Referenced in Channelpedia wiki pages of: none

Automatically associated channels: HCN3 , HCN4

Title: Structure-function relationship in the AV junction.

Authors: Igor R Efimov, Vladimir P Nikolski, Florence Rothenberg, Ian D Greener, Jue Li, Halina Dobrzynski, Mark Boyett

Journal, date & volume: , 2004 Oct , 280, 952-65

PubMed link:

In the normal heart, the atrioventricular node (AVN) is part of the sole pathway between the atria and ventricles. Under normal physiological conditions, the AVN controls appropriate frequency-dependent delay of contractions. The AVN also plays an important role in pathology: it protects ventricles during atrial tachyarrhythmia, and during sinoatrial node failure an AV junctional pacemaker can drive the heart. Finally, the AV junction provides an anatomical substrate for reentry. Using fluorescent imaging with voltage-sensitive dyes and immunohistochemistry, we have investigated the structure-function relationship of the AV junction during normal conduction, reentry, and junctional rhythm. We identified molecular and structural heterogeneity that provides a substrate for the dual-pathway AVN conduction. We observed heterogeneity of expression of three isoforms of connexins: Cx43, Cx45, and Cx40. We identified the site of origin of junctional rhythm at the posterior extension of the AV node in 79% (n = 14) of the studied hearts.
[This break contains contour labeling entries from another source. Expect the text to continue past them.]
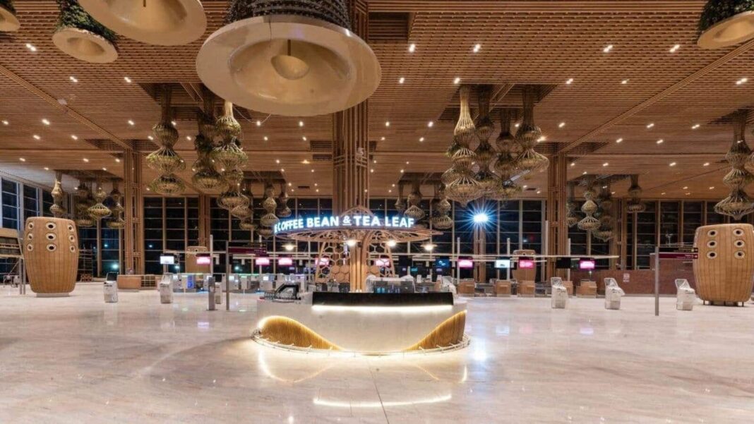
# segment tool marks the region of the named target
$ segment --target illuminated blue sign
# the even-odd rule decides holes
[[[345,216],[318,216],[316,218],[297,218],[280,221],[273,227],[277,233],[285,233],[298,230],[317,230],[326,228],[342,228],[348,227],[380,227],[380,228],[411,228],[414,226],[414,218],[403,216],[379,218],[369,215],[352,215]]]

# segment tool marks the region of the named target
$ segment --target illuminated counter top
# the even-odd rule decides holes
[[[368,354],[464,346],[466,301],[451,293],[308,294],[260,299],[255,337],[265,343]]]

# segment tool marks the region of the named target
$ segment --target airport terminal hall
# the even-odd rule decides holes
[[[0,423],[752,422],[749,145],[754,0],[0,0]]]

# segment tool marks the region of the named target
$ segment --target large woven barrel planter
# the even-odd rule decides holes
[[[67,296],[76,285],[76,224],[60,218],[26,219],[23,258],[29,285],[38,297]]]
[[[754,227],[724,224],[697,228],[697,295],[713,304],[746,302],[754,281]]]

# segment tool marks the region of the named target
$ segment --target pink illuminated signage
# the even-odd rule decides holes
[[[520,270],[531,270],[532,268],[534,268],[534,260],[519,258]]]
[[[474,268],[474,261],[471,259],[458,259],[459,268]]]

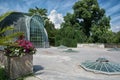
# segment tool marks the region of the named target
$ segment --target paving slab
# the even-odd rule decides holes
[[[64,52],[67,49],[38,48],[33,56],[35,77],[41,80],[119,80],[120,75],[104,75],[85,71],[79,65],[86,60],[99,57],[120,63],[120,51],[105,48],[72,48],[77,52]]]

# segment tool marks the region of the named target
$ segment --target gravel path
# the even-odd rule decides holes
[[[72,48],[77,52],[64,52],[66,49],[38,48],[33,57],[35,77],[41,80],[119,80],[120,75],[103,75],[87,72],[79,65],[85,60],[105,57],[120,63],[120,51],[103,48]]]

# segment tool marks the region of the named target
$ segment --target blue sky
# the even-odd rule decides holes
[[[72,6],[78,0],[0,0],[0,14],[7,11],[28,12],[29,8],[46,8],[48,17],[59,28],[63,16],[72,13]],[[98,0],[106,15],[111,16],[111,29],[120,31],[120,0]]]

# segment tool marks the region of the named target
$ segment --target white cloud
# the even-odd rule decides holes
[[[60,24],[64,22],[63,15],[58,13],[56,10],[52,10],[48,16],[50,21],[52,21],[55,25],[55,28],[60,28]]]
[[[112,15],[112,14],[116,13],[119,10],[120,10],[120,5],[118,4],[118,5],[115,5],[115,6],[111,7],[110,9],[108,9],[106,11],[107,11],[108,15]]]

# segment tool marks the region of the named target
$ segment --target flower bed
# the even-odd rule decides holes
[[[33,72],[33,54],[36,49],[30,41],[24,39],[21,35],[11,45],[5,48],[7,60],[5,71],[10,79],[28,75]]]

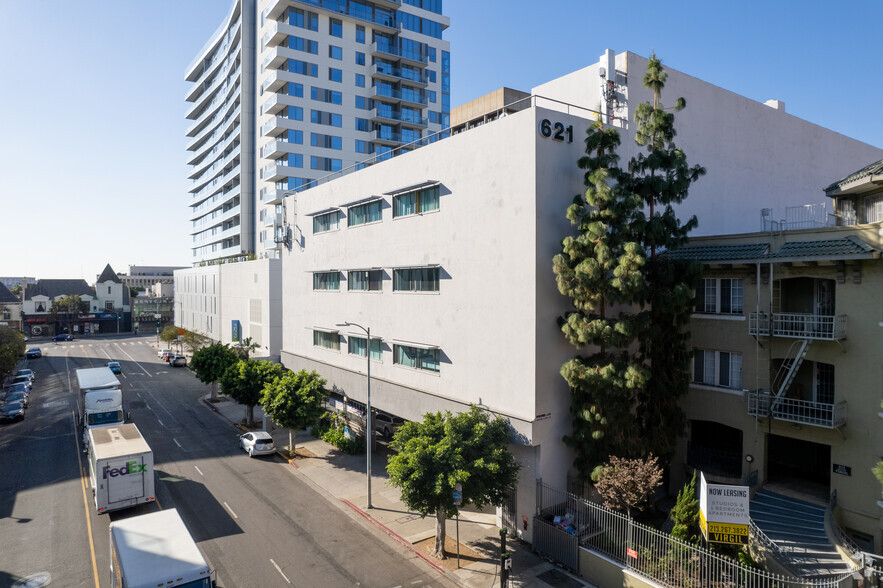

This structure was similar to the compact AV node as determined by morphologic and molecular investigations. In particular, both the posterior extension and the compact node express the pacemaking channel HCN4 (responsible for the I(F) current) and neurofilament 160. In the rabbit heart, AV junction conduction, reentrant arrhythmia, and spontaneous rhythm are governed by heterogeneity of expression of several isoforms of gap junctions and ion channels. Uniform neurofilament expression suggests that AV nodal posterior extensions are an integral part of the cardiac pacemaking and conduction system. On the other hand, differential expression of Cx isoforms in this region provides an explanation of longitudinal dissociation, dual-pathway electrophysiology, and AV nodal reentrant arrhythmogenesis.